Download or read book Cities Under COVID 19 A Systems Perspective written by Philippa Howden-Chapman and published by Springer Nature. This book was released on 2023-10-05 with total page 280 pages. Available in PDF, EPUB and Kindle. Book excerpt: The 15 international authors of this book live in Brazil, Canada, Cameroon, China, Cuba, European Union, Finland, Gaza Strip, India, Nepal, New Zealand, Nigeria, Sri Lanka, United Kingdom and the United States of America. The authors are linked to the International Science Council’s Urban Health and Wellbeing Programme. In this book the authors analyse the management of COVID-19, which started in late 2019, in their cities. They explain their city’s political, social and economic context, the dynamics of how the pandemic unfolded, drawing on quantitative and visual data, and their reflections on how it was managed. The book concludes with an analysis of the similarities and differences among COVID-19 outcomes in these cities. Using a systems perspective to learn from these experiences can help all cities to improve the governance of pandemics and be better prepared for likely future ones.

Book Waste and the City

Download or read book Waste and the City written by Colin McFarlane and published by Verso Books. This book was released on 2023-08-15 with total page 378 pages. Available in PDF, EPUB and Kindle. Book excerpt: In an age of pandemics the relationship between the health of the city and good sanitation has never been more important. Waste and the City is a call to action on one of modern urban life's most neglected issues: sanitation infrastructure. The Covid-19 pandemic has laid bare the devastating consequences of unequal access to sanitation in cities across the globe. At this critical moment in global public health, Colin McFarlane makes the urgent case for Sanitation for All. The book outlines the worldwide sanitation crisis and offers a vision for a renewed, equitable investment in sanitation that democratises and socialises the modern city. Adopting Henri Lefebvre's concept of 'the right to the city', it uses the notion of 'citylife' to reframe the discourse on sanitation from a narrowly-defined policy discussion to a question of democratic right to public life and health. In doing so, the book shows that sanitation is an urbanizing force whose importance extends beyond hygiene to the very foundation of urban social life.

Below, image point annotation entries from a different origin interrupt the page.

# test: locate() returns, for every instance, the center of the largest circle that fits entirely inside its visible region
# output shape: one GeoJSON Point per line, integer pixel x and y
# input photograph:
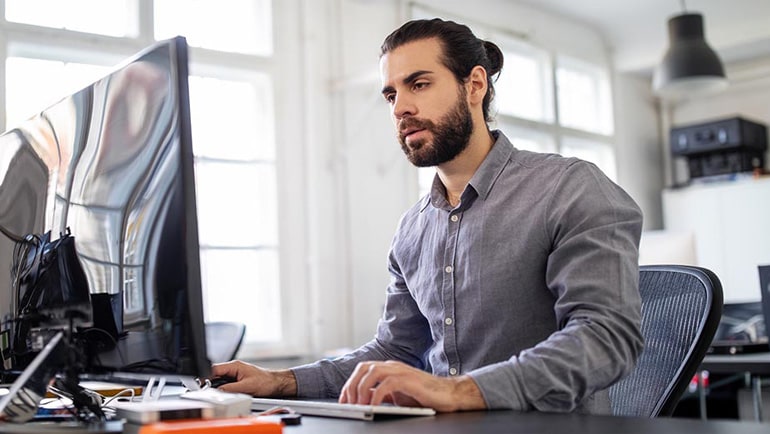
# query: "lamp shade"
{"type": "Point", "coordinates": [689, 66]}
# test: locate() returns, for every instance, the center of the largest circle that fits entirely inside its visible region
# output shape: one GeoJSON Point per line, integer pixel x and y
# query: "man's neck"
{"type": "Point", "coordinates": [456, 174]}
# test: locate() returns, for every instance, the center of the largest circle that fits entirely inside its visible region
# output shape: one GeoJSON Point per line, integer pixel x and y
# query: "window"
{"type": "Point", "coordinates": [102, 17]}
{"type": "Point", "coordinates": [584, 96]}
{"type": "Point", "coordinates": [578, 122]}
{"type": "Point", "coordinates": [546, 101]}
{"type": "Point", "coordinates": [233, 125]}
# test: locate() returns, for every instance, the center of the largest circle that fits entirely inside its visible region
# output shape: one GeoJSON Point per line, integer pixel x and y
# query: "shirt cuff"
{"type": "Point", "coordinates": [499, 387]}
{"type": "Point", "coordinates": [309, 384]}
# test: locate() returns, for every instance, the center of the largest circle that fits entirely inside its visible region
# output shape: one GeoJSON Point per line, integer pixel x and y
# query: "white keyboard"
{"type": "Point", "coordinates": [335, 409]}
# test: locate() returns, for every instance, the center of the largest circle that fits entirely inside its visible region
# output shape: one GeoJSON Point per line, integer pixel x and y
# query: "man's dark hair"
{"type": "Point", "coordinates": [461, 50]}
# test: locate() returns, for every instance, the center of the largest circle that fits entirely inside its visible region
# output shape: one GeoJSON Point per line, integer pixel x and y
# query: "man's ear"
{"type": "Point", "coordinates": [476, 84]}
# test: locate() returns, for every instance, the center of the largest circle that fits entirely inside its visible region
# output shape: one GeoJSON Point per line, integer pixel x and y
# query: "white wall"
{"type": "Point", "coordinates": [358, 180]}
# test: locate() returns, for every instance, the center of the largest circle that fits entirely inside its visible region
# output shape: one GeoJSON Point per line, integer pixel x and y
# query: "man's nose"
{"type": "Point", "coordinates": [404, 106]}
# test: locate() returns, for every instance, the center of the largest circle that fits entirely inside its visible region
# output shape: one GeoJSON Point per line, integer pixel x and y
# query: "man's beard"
{"type": "Point", "coordinates": [450, 136]}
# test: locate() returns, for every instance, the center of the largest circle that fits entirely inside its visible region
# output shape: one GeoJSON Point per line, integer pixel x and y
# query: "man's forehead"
{"type": "Point", "coordinates": [419, 55]}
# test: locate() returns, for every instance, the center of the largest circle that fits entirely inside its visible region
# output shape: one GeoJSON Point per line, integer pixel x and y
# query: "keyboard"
{"type": "Point", "coordinates": [335, 409]}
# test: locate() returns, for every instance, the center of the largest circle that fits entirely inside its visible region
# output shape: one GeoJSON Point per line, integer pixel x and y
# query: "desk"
{"type": "Point", "coordinates": [756, 365]}
{"type": "Point", "coordinates": [493, 422]}
{"type": "Point", "coordinates": [516, 422]}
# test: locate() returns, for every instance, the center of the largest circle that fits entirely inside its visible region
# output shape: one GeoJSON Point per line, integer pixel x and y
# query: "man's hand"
{"type": "Point", "coordinates": [395, 382]}
{"type": "Point", "coordinates": [255, 381]}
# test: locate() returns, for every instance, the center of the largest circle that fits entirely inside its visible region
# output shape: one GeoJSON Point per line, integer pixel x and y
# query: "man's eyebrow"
{"type": "Point", "coordinates": [408, 80]}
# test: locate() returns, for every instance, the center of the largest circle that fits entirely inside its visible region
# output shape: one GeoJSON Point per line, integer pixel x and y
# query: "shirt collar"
{"type": "Point", "coordinates": [493, 165]}
{"type": "Point", "coordinates": [485, 176]}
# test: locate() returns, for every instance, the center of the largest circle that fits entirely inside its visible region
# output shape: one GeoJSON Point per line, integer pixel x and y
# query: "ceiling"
{"type": "Point", "coordinates": [636, 31]}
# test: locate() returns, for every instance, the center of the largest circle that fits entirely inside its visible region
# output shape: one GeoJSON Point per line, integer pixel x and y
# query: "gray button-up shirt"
{"type": "Point", "coordinates": [529, 285]}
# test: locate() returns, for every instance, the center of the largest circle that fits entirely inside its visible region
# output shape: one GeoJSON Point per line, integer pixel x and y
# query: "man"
{"type": "Point", "coordinates": [514, 282]}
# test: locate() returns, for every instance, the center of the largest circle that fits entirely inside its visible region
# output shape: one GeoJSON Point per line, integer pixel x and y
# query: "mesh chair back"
{"type": "Point", "coordinates": [223, 340]}
{"type": "Point", "coordinates": [681, 309]}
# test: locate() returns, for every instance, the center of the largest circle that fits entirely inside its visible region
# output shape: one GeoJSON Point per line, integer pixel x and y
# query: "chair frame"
{"type": "Point", "coordinates": [707, 328]}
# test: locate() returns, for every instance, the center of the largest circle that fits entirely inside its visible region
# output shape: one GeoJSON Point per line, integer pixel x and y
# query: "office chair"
{"type": "Point", "coordinates": [223, 340]}
{"type": "Point", "coordinates": [681, 309]}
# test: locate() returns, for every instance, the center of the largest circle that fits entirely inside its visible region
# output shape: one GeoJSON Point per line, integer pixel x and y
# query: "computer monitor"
{"type": "Point", "coordinates": [113, 164]}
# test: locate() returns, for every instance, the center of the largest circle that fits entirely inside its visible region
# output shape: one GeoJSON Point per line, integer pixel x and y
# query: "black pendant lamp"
{"type": "Point", "coordinates": [690, 67]}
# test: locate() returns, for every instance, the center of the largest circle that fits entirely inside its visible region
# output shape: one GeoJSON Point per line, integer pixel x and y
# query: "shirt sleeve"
{"type": "Point", "coordinates": [402, 334]}
{"type": "Point", "coordinates": [593, 272]}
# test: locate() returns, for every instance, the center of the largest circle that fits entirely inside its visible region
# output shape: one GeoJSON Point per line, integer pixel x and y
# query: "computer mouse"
{"type": "Point", "coordinates": [216, 382]}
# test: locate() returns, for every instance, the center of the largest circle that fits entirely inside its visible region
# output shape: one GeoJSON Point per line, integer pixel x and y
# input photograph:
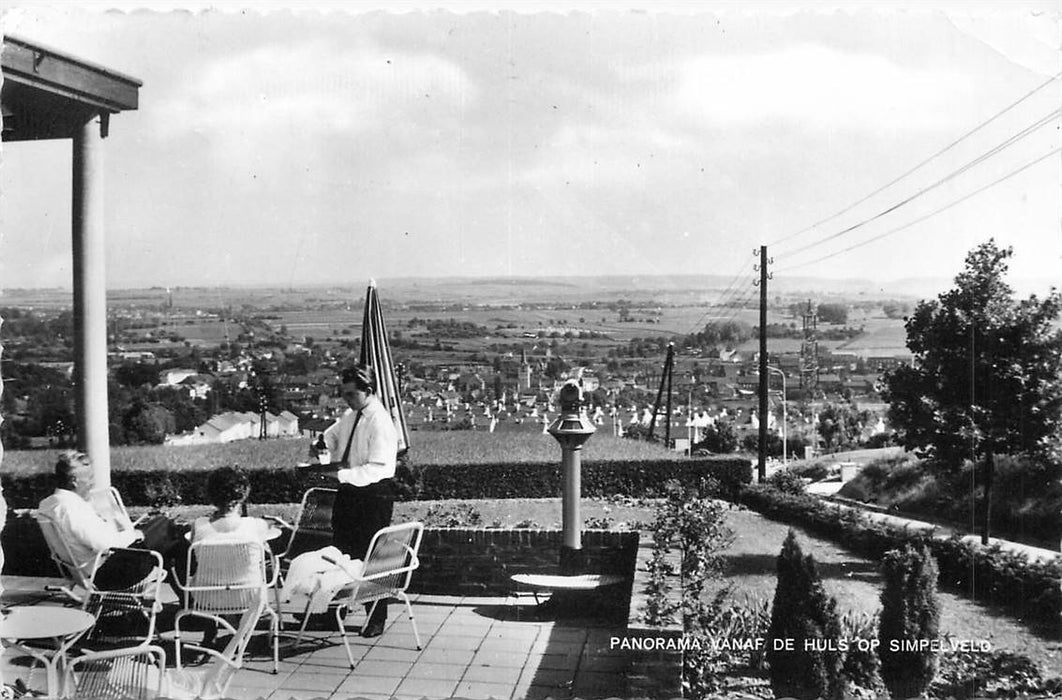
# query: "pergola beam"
{"type": "Point", "coordinates": [49, 95]}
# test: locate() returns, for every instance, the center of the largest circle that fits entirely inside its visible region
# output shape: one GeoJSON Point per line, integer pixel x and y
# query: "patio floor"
{"type": "Point", "coordinates": [473, 648]}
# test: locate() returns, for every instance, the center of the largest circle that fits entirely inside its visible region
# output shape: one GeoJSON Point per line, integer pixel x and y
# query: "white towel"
{"type": "Point", "coordinates": [312, 581]}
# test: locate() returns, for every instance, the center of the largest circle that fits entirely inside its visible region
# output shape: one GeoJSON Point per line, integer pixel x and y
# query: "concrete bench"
{"type": "Point", "coordinates": [542, 582]}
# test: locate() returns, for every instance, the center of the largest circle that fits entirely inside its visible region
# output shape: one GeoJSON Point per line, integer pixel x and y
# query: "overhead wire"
{"type": "Point", "coordinates": [930, 215]}
{"type": "Point", "coordinates": [923, 163]}
{"type": "Point", "coordinates": [982, 157]}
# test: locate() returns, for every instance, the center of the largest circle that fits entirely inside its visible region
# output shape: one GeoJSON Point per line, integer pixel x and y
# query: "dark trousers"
{"type": "Point", "coordinates": [358, 514]}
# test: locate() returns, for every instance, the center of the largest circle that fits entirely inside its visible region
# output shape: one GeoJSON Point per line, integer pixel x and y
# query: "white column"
{"type": "Point", "coordinates": [90, 300]}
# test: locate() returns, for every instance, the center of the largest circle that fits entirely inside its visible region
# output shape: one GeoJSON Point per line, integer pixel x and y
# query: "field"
{"type": "Point", "coordinates": [658, 306]}
{"type": "Point", "coordinates": [428, 447]}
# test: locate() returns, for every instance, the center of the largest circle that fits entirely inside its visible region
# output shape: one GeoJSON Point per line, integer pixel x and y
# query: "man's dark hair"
{"type": "Point", "coordinates": [227, 487]}
{"type": "Point", "coordinates": [67, 465]}
{"type": "Point", "coordinates": [361, 376]}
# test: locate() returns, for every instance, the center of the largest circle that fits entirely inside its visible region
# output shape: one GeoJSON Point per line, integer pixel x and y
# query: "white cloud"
{"type": "Point", "coordinates": [815, 87]}
{"type": "Point", "coordinates": [598, 155]}
{"type": "Point", "coordinates": [314, 88]}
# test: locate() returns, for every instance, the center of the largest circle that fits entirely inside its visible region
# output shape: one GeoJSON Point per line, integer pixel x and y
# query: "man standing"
{"type": "Point", "coordinates": [364, 446]}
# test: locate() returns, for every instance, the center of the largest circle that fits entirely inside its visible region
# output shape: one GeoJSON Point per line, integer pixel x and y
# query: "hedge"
{"type": "Point", "coordinates": [599, 478]}
{"type": "Point", "coordinates": [1032, 590]}
{"type": "Point", "coordinates": [430, 482]}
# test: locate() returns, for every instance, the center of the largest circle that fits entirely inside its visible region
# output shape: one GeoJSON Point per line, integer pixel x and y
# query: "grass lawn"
{"type": "Point", "coordinates": [428, 447]}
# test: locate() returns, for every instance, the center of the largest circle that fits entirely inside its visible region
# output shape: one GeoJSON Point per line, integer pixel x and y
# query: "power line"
{"type": "Point", "coordinates": [931, 214]}
{"type": "Point", "coordinates": [985, 156]}
{"type": "Point", "coordinates": [736, 283]}
{"type": "Point", "coordinates": [923, 163]}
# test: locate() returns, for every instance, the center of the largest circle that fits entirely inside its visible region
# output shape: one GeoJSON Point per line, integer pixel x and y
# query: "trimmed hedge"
{"type": "Point", "coordinates": [598, 479]}
{"type": "Point", "coordinates": [433, 482]}
{"type": "Point", "coordinates": [1032, 590]}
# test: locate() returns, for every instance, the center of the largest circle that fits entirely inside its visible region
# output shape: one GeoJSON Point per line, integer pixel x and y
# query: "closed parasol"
{"type": "Point", "coordinates": [376, 353]}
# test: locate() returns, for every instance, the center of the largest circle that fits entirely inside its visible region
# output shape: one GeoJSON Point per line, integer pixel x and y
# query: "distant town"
{"type": "Point", "coordinates": [262, 363]}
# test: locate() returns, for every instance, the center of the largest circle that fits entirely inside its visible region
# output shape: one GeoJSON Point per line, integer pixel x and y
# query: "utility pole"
{"type": "Point", "coordinates": [764, 378]}
{"type": "Point", "coordinates": [665, 380]}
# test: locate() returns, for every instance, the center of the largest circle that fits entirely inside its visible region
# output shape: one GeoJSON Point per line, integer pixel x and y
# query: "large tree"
{"type": "Point", "coordinates": [986, 377]}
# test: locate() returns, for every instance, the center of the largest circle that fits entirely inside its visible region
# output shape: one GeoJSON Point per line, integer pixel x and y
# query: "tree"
{"type": "Point", "coordinates": [719, 439]}
{"type": "Point", "coordinates": [804, 616]}
{"type": "Point", "coordinates": [148, 424]}
{"type": "Point", "coordinates": [839, 425]}
{"type": "Point", "coordinates": [986, 377]}
{"type": "Point", "coordinates": [910, 612]}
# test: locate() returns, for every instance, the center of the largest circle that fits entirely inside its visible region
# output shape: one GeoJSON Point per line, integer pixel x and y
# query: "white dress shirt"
{"type": "Point", "coordinates": [375, 446]}
{"type": "Point", "coordinates": [82, 528]}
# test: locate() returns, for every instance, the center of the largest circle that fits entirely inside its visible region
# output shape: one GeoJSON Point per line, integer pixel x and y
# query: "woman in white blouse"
{"type": "Point", "coordinates": [227, 490]}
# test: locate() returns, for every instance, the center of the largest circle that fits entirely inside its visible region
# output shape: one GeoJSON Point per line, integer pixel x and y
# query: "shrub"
{"type": "Point", "coordinates": [451, 515]}
{"type": "Point", "coordinates": [965, 675]}
{"type": "Point", "coordinates": [787, 481]}
{"type": "Point", "coordinates": [804, 614]}
{"type": "Point", "coordinates": [910, 612]}
{"type": "Point", "coordinates": [415, 482]}
{"type": "Point", "coordinates": [861, 665]}
{"type": "Point", "coordinates": [812, 471]}
{"type": "Point", "coordinates": [986, 574]}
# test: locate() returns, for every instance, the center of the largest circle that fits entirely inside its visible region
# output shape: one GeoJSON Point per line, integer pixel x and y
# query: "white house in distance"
{"type": "Point", "coordinates": [232, 426]}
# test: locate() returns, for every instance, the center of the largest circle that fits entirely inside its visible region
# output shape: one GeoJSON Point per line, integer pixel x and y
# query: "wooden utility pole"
{"type": "Point", "coordinates": [764, 377]}
{"type": "Point", "coordinates": [665, 381]}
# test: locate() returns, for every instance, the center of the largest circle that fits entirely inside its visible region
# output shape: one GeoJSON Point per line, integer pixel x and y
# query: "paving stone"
{"type": "Point", "coordinates": [493, 675]}
{"type": "Point", "coordinates": [358, 685]}
{"type": "Point", "coordinates": [420, 687]}
{"type": "Point", "coordinates": [443, 671]}
{"type": "Point", "coordinates": [321, 682]}
{"type": "Point", "coordinates": [483, 690]}
{"type": "Point", "coordinates": [503, 659]}
{"type": "Point", "coordinates": [395, 669]}
{"type": "Point", "coordinates": [446, 655]}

Book The Impact of COVID on Cities and Regions

Download or read book The Impact of COVID on Cities and Regions written by Peter K. Kresl and published by Edward Elgar Publishing. This book was released on 2023-10-06 with total page 237 pages. Available in PDF, EPUB and Kindle. Book excerpt: The recent COVID-19 pandemic has arguably caused some of the most noticeable and influential societal and economic changes since World War Two. This path-breaking book investigates these changes and the subsequent responses of urban policy makers.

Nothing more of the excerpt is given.